Summit County Bike Guide: Mayflower Gulch (video)
SUMMIT COUNTY — Just a few minutes beyond Copper Mountain Resort — following Highway 91 toward Leadville — Mayflower Gulch is a secluded, off-the-beaten-path four-wheel road that’s, well, really not that far off the beaten path. But unlike many multi-use trails in Summit, the route is rarely packed with hikers and bikers, especially when the thick of summer tourism season tapers off in September and October.
A relatively well-maintained dirt road accesses an impressive, high-alpine mountain cirque dotted with the remains of several old mining cabins — the relics from the aging Boston Mine camp site. When hit at the right time of year, wildflowers dot the above-tree-line meadow, and the trail is ridable until October. It’s not a classic fall ride with thick, yellowing aspens, but the namesake gulch is teeming with color.
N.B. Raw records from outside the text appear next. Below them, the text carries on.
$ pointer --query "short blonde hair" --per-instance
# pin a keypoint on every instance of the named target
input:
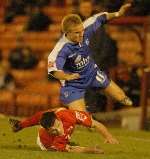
(70, 21)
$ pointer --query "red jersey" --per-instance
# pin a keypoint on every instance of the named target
(69, 119)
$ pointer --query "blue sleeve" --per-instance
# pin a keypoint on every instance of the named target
(93, 23)
(57, 59)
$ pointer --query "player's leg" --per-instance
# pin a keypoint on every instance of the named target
(73, 98)
(117, 93)
(111, 88)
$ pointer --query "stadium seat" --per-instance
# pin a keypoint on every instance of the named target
(7, 102)
(145, 94)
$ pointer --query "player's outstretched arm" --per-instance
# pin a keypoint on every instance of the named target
(118, 94)
(122, 11)
(61, 75)
(79, 149)
(15, 125)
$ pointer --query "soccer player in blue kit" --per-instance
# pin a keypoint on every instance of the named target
(70, 62)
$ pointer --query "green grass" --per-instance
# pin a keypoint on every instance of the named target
(22, 145)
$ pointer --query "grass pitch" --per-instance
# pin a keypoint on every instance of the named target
(22, 145)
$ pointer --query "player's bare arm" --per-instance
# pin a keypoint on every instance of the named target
(122, 11)
(117, 93)
(104, 132)
(61, 75)
(79, 149)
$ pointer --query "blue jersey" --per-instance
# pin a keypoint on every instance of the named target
(75, 57)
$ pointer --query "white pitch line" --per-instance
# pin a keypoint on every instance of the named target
(136, 138)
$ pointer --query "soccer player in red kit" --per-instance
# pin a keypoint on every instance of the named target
(57, 127)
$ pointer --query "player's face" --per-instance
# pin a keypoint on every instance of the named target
(56, 129)
(76, 33)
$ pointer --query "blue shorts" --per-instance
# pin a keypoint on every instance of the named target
(71, 93)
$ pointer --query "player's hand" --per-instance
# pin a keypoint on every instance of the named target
(111, 140)
(124, 9)
(72, 76)
(15, 125)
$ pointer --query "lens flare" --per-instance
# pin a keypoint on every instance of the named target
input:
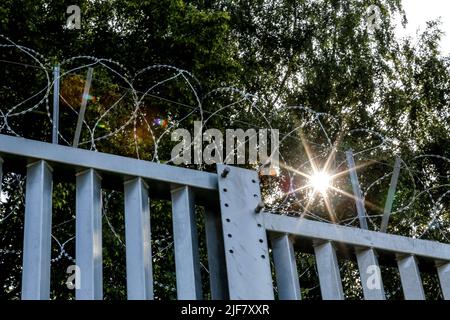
(320, 181)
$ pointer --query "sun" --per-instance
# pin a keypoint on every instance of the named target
(320, 181)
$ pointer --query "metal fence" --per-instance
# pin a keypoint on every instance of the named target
(238, 231)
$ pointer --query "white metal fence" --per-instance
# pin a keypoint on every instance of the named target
(237, 231)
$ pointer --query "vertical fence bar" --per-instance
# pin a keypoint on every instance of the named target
(391, 194)
(410, 278)
(189, 286)
(138, 241)
(286, 268)
(216, 256)
(55, 119)
(356, 190)
(37, 240)
(244, 234)
(89, 235)
(328, 269)
(444, 279)
(369, 271)
(1, 174)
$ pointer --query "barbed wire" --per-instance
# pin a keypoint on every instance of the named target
(132, 114)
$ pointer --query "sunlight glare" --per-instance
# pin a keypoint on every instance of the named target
(320, 181)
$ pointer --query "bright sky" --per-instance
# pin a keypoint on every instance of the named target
(420, 11)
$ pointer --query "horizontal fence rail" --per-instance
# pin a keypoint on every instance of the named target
(241, 238)
(366, 244)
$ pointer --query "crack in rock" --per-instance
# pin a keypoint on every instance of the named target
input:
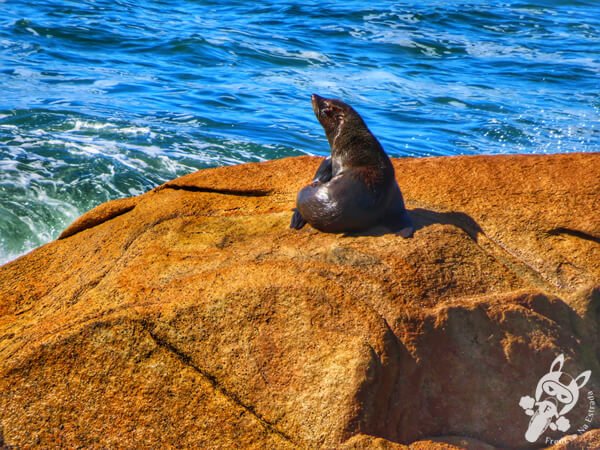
(187, 360)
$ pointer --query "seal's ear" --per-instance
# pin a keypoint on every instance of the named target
(583, 378)
(333, 110)
(557, 363)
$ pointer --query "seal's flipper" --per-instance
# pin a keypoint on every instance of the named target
(297, 220)
(324, 172)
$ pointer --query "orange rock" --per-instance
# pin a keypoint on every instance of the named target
(192, 316)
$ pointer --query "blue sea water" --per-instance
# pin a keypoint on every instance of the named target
(108, 98)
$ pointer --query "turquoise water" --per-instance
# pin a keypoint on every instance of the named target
(105, 99)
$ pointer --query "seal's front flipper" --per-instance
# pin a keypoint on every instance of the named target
(400, 223)
(297, 220)
(324, 172)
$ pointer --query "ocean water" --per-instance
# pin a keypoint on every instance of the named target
(108, 98)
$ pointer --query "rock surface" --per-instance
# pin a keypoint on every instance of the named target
(192, 316)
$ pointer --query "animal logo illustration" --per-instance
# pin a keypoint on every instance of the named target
(556, 394)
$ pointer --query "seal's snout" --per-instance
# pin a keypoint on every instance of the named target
(316, 102)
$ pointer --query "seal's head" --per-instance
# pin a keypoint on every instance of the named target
(333, 115)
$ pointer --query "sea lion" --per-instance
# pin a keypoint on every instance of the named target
(355, 188)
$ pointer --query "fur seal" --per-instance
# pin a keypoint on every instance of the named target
(355, 188)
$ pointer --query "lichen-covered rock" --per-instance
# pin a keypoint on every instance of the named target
(192, 316)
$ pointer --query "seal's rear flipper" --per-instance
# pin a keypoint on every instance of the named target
(297, 220)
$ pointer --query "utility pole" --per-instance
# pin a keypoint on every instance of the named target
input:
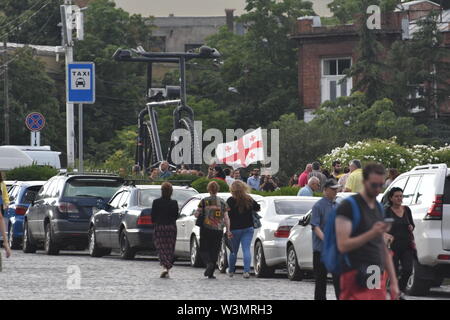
(6, 79)
(68, 44)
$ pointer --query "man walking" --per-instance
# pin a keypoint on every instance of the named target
(308, 190)
(337, 170)
(254, 181)
(303, 179)
(355, 180)
(319, 215)
(318, 174)
(364, 276)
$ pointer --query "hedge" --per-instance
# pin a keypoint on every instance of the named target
(201, 183)
(31, 173)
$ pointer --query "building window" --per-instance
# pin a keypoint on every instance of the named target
(333, 71)
(158, 43)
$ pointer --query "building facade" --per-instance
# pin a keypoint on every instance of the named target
(326, 51)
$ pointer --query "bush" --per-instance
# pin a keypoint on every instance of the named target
(389, 153)
(283, 191)
(201, 183)
(31, 173)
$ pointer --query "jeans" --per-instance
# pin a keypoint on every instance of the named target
(320, 275)
(210, 242)
(241, 237)
(404, 257)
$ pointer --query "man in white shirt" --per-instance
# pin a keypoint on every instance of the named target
(228, 179)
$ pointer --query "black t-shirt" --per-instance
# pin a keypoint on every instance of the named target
(400, 228)
(164, 211)
(371, 253)
(241, 220)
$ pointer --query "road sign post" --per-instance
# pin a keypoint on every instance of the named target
(35, 122)
(80, 90)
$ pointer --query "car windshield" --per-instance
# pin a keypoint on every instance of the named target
(92, 187)
(293, 207)
(30, 195)
(146, 196)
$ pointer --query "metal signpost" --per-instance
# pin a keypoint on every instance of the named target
(80, 90)
(35, 122)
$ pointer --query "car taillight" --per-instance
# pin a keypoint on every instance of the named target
(435, 211)
(283, 232)
(20, 211)
(144, 220)
(67, 207)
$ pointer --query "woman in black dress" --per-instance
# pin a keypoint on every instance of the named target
(403, 244)
(164, 216)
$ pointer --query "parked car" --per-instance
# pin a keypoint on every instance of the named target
(60, 215)
(125, 223)
(299, 253)
(427, 193)
(21, 195)
(278, 214)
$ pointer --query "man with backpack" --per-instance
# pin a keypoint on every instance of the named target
(359, 229)
(319, 215)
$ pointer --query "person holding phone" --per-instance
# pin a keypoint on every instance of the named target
(364, 246)
(402, 244)
(4, 203)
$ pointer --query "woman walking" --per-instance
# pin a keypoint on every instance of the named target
(402, 245)
(4, 203)
(214, 213)
(242, 207)
(164, 216)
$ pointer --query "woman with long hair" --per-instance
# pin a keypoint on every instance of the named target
(214, 214)
(242, 206)
(4, 203)
(164, 216)
(402, 245)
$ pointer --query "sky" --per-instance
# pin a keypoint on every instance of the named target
(162, 8)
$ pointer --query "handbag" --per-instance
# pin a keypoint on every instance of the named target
(201, 217)
(256, 220)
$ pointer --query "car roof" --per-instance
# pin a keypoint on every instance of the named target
(29, 183)
(158, 187)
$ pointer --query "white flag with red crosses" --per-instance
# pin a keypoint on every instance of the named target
(242, 152)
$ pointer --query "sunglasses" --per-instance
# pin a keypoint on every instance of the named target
(377, 185)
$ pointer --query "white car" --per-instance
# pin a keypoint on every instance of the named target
(299, 253)
(426, 190)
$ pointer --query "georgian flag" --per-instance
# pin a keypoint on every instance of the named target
(242, 152)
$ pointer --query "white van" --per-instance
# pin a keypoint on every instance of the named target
(17, 156)
(426, 190)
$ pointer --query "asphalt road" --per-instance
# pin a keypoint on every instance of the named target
(75, 275)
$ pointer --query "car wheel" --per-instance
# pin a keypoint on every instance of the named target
(14, 243)
(294, 272)
(94, 249)
(196, 261)
(222, 261)
(28, 245)
(259, 264)
(126, 252)
(50, 246)
(416, 285)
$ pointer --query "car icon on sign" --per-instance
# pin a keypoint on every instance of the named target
(80, 82)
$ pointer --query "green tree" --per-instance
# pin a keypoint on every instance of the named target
(31, 21)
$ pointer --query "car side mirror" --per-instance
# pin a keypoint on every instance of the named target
(102, 205)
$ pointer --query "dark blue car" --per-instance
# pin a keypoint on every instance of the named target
(59, 216)
(21, 195)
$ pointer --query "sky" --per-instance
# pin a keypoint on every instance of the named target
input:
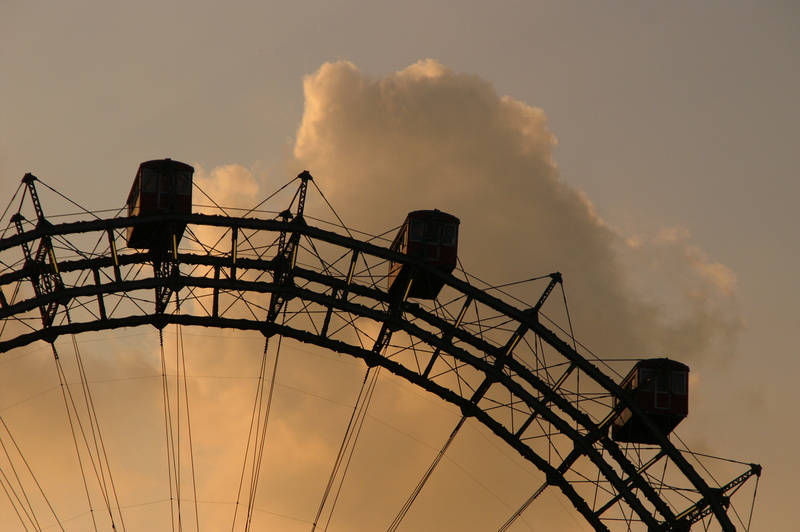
(646, 150)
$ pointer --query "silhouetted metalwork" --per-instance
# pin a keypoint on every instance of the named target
(499, 362)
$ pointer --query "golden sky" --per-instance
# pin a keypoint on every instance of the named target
(648, 152)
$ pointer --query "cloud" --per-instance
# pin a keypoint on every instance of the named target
(430, 137)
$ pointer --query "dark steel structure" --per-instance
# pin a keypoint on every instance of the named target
(499, 362)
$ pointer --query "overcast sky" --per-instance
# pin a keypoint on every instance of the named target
(645, 149)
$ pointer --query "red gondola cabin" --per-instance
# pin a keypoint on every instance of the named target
(433, 237)
(161, 186)
(661, 388)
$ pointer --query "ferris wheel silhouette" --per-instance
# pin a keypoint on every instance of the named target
(402, 307)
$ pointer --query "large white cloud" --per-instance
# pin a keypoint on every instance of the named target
(429, 137)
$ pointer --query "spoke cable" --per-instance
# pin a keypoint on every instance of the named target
(413, 497)
(348, 444)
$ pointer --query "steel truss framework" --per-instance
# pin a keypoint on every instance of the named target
(500, 363)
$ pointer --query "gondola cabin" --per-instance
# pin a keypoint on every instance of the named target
(431, 236)
(162, 186)
(661, 388)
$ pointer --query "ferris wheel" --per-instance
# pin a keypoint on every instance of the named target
(99, 301)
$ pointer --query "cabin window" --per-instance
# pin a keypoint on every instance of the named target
(164, 184)
(662, 382)
(449, 234)
(417, 231)
(432, 234)
(149, 179)
(679, 384)
(646, 379)
(184, 183)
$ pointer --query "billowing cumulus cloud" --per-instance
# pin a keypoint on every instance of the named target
(428, 137)
(425, 137)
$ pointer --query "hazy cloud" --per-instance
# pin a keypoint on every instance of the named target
(429, 137)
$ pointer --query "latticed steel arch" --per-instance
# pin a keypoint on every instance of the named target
(498, 363)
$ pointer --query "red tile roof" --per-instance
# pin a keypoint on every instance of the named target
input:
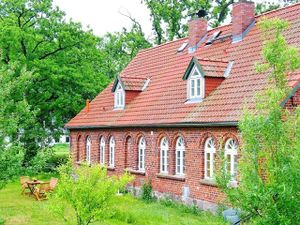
(163, 102)
(213, 68)
(133, 83)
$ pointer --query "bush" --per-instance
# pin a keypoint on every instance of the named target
(11, 159)
(147, 194)
(40, 162)
(89, 191)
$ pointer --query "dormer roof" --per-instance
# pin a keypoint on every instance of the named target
(162, 103)
(130, 83)
(208, 67)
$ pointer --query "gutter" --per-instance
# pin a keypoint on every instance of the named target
(165, 125)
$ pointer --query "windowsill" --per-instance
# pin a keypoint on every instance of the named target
(171, 177)
(132, 171)
(209, 182)
(233, 184)
(111, 168)
(119, 108)
(193, 100)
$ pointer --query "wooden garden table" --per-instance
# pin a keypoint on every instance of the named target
(32, 185)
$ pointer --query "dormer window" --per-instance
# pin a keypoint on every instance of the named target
(195, 85)
(119, 97)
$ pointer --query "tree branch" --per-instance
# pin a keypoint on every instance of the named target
(60, 48)
(37, 45)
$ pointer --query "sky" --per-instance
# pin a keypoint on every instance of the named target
(104, 15)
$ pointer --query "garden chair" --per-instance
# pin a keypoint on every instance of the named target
(41, 191)
(23, 182)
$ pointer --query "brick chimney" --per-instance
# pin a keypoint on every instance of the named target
(197, 30)
(243, 13)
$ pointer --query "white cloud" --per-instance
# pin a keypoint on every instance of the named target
(103, 15)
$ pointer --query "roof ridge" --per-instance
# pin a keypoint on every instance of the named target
(134, 77)
(278, 9)
(212, 60)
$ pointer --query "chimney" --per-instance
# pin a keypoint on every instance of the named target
(87, 105)
(243, 13)
(197, 30)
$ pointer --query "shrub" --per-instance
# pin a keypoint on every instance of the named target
(88, 191)
(147, 194)
(269, 167)
(11, 159)
(2, 221)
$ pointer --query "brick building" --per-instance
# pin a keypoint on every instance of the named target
(164, 116)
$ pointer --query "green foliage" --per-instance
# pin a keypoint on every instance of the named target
(269, 167)
(147, 194)
(88, 191)
(65, 63)
(11, 159)
(20, 209)
(172, 15)
(119, 48)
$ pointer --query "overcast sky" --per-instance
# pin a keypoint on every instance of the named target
(103, 15)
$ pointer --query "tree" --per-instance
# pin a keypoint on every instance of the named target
(172, 15)
(120, 48)
(14, 115)
(269, 168)
(89, 191)
(65, 62)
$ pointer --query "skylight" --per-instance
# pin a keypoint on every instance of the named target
(213, 37)
(182, 47)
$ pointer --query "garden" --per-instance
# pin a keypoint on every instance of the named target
(17, 208)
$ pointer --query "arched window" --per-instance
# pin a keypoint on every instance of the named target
(209, 155)
(102, 150)
(112, 152)
(88, 149)
(195, 84)
(119, 97)
(142, 147)
(180, 155)
(164, 147)
(231, 148)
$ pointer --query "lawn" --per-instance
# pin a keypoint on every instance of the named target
(24, 210)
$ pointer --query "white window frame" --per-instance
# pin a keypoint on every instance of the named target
(88, 148)
(180, 156)
(102, 151)
(231, 151)
(142, 149)
(119, 97)
(209, 150)
(195, 77)
(164, 148)
(112, 144)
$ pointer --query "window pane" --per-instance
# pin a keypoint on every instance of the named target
(198, 87)
(228, 163)
(192, 88)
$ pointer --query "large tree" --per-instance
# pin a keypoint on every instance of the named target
(269, 166)
(65, 62)
(169, 16)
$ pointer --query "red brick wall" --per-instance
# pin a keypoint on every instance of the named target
(243, 13)
(130, 95)
(294, 101)
(126, 155)
(197, 30)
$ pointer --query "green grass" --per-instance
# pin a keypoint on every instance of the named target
(17, 209)
(61, 149)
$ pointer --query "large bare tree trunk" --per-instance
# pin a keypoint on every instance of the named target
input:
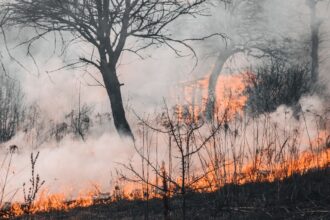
(112, 86)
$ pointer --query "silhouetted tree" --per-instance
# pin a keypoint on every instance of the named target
(107, 25)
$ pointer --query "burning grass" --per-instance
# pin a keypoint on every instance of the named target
(234, 149)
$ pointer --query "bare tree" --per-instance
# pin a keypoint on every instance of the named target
(107, 25)
(10, 107)
(252, 38)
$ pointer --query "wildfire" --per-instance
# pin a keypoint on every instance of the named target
(230, 101)
(229, 94)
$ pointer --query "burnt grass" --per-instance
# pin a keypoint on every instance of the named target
(301, 196)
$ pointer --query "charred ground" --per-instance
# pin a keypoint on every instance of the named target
(301, 196)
This route also makes for a great short hike. From the trailhead it’s only about 2 miles to reach the large above-timberline meadow where most of the mining remains are located.
Respect all private property at the beginning and end of this ride. Most historic buildings are private and fragile — please view them from a distance. Some of this ride is above tree line, so be prepared for rapidly changing weather. Off-road vehicles occasionally use this road to access the top of the gulch.
Follow the dirt road that starts at the end of the parking lot. Take the right fork at a junction and begin a steady climb along the right side of the gulch. At about 2.3 miles — near timberline — the road comes to a fork. On the right it climbs steeply to a ridge and dead ends. Continue straight, pass through a gate and ride past the remaining cabins of the historic Boston Mine camp site. The road climbs toward a spectacular natural amphitheater, veers left and reaches another gate marking private property. Turn around here and return as you came.
Drive west on Interstate 70, taking exit 195 for Copper Mountain. Drive toward Leadville on Highway 91 for 5.8 miles. Park on the left in a large parking area. The trailhead is located on the right side of the gulch.